There is no evidence that you can get monkeypox from sewage itself. What triggers human-to-human transmission is prolonged, close contact with an infected person that exposes you directly to their rash, body fluids or respiratory droplets, according to World Health Organization. The bedding and clothing of people with monkeypox can also spread the virus.

Monkeypox has its own vaccine. The smallpox vaccine, which the US has in its national stockpile, also offers protection against it. But public access to monkeypox testing, treatment and vaccines remains limited. Testing wastewater can help public health officials spot monkeypox outbreaks without widespread testing and determine where to invest resources.

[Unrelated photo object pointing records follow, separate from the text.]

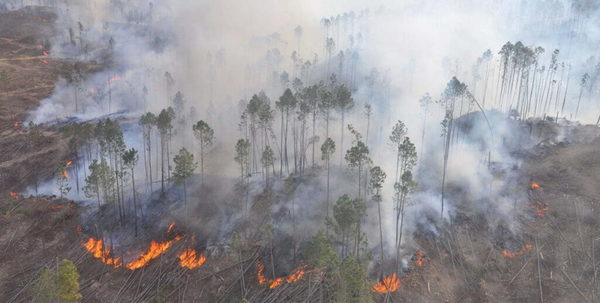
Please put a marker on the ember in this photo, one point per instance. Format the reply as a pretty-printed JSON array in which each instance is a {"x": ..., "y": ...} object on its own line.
[
  {"x": 97, "y": 249},
  {"x": 388, "y": 284},
  {"x": 190, "y": 259}
]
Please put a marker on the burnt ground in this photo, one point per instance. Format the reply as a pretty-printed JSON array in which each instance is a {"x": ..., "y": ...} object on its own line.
[{"x": 465, "y": 263}]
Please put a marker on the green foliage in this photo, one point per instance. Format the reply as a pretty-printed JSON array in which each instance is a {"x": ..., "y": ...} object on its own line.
[
  {"x": 352, "y": 285},
  {"x": 62, "y": 287},
  {"x": 100, "y": 181},
  {"x": 347, "y": 213},
  {"x": 357, "y": 155},
  {"x": 377, "y": 178},
  {"x": 327, "y": 149},
  {"x": 68, "y": 282},
  {"x": 45, "y": 287},
  {"x": 203, "y": 133},
  {"x": 130, "y": 158},
  {"x": 242, "y": 155},
  {"x": 268, "y": 157},
  {"x": 320, "y": 253},
  {"x": 62, "y": 180},
  {"x": 287, "y": 101},
  {"x": 398, "y": 133},
  {"x": 164, "y": 121},
  {"x": 184, "y": 165},
  {"x": 343, "y": 99}
]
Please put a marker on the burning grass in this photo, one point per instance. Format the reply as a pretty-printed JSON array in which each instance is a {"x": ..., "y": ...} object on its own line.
[
  {"x": 190, "y": 259},
  {"x": 388, "y": 284},
  {"x": 293, "y": 277}
]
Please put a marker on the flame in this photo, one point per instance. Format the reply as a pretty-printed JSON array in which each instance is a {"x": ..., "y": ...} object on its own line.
[
  {"x": 97, "y": 249},
  {"x": 190, "y": 259},
  {"x": 170, "y": 228},
  {"x": 508, "y": 254},
  {"x": 113, "y": 79},
  {"x": 275, "y": 282},
  {"x": 540, "y": 208},
  {"x": 294, "y": 276},
  {"x": 14, "y": 195},
  {"x": 154, "y": 251},
  {"x": 419, "y": 255},
  {"x": 260, "y": 273},
  {"x": 390, "y": 283}
]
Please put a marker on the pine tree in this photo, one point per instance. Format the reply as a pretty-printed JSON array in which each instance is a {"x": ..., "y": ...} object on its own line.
[
  {"x": 184, "y": 168},
  {"x": 206, "y": 136},
  {"x": 327, "y": 150}
]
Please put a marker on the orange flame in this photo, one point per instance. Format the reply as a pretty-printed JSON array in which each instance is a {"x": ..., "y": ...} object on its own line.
[
  {"x": 190, "y": 259},
  {"x": 275, "y": 282},
  {"x": 294, "y": 276},
  {"x": 390, "y": 283},
  {"x": 419, "y": 255},
  {"x": 97, "y": 249},
  {"x": 260, "y": 273},
  {"x": 154, "y": 251},
  {"x": 508, "y": 254},
  {"x": 170, "y": 228}
]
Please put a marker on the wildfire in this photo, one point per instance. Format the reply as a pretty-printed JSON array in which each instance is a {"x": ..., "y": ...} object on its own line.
[
  {"x": 540, "y": 208},
  {"x": 390, "y": 283},
  {"x": 97, "y": 249},
  {"x": 294, "y": 276},
  {"x": 170, "y": 228},
  {"x": 419, "y": 256},
  {"x": 508, "y": 254},
  {"x": 190, "y": 259},
  {"x": 154, "y": 251}
]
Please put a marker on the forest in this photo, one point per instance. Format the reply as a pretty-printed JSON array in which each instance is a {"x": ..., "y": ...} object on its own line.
[{"x": 299, "y": 152}]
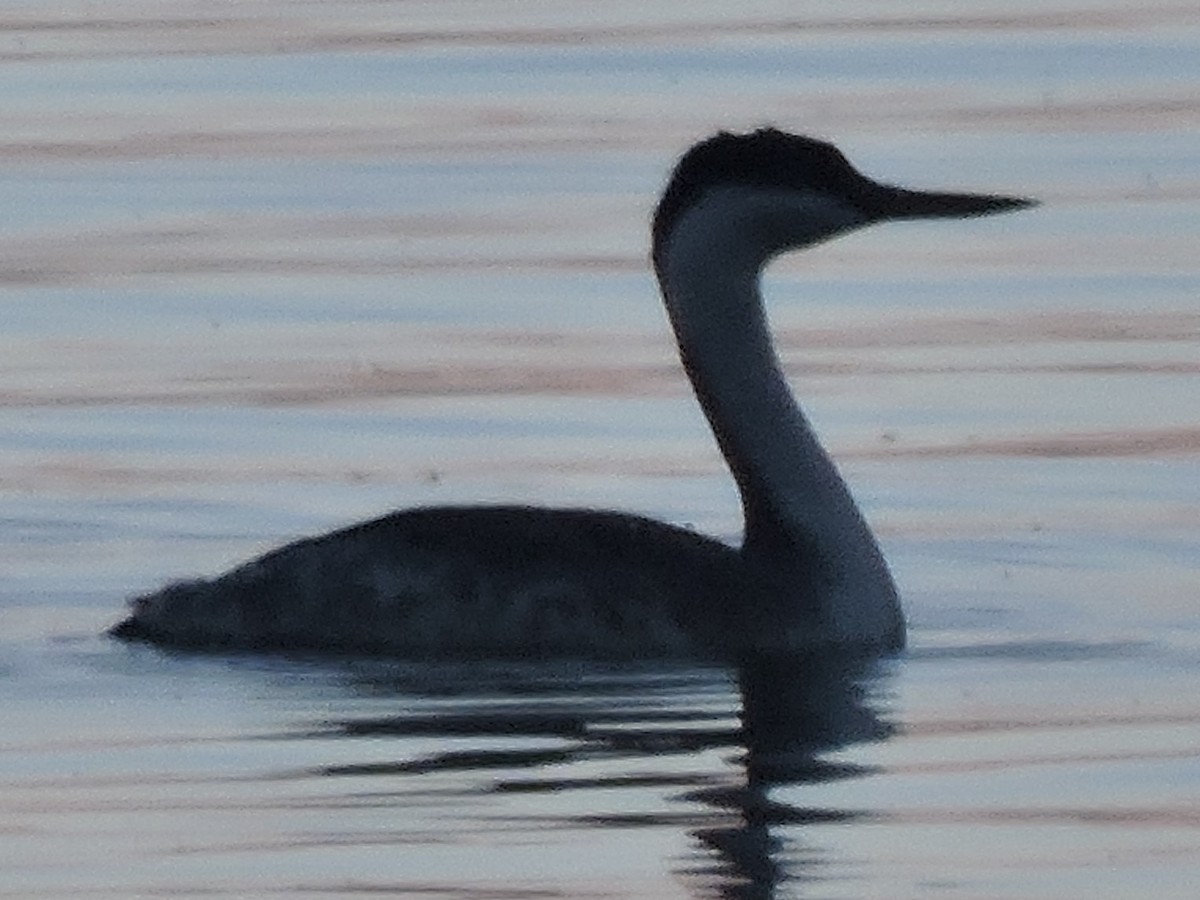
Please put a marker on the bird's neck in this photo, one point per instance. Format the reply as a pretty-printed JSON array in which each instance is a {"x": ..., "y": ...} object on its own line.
[{"x": 802, "y": 525}]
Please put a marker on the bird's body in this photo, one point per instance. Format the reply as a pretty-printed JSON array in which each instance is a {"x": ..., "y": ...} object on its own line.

Wastewater monitoring can also detect new strains of monkeypox, two of which are currently circulating in the US. Almost all current outbreaks are driven by the West African strain of monkeypox, for which SCAN has a specific test. This strain is more contagious but far less lethal than another strain, known as the Congo Basin clade. In recent years, monkeypox has killed 3 to 6 percent of those infected, and is more deadly in young children. Monkeypox has killed three people worldwide this year.

SCAN is currently the only effort to publish data on monkeypox in wastewater. “The Bay Area is at the forefront of wastewater monitoring because we are, after all, Silicon Valley,” Boehm says. “But it’s not like California has monkeypox in the sewage and nowhere else.”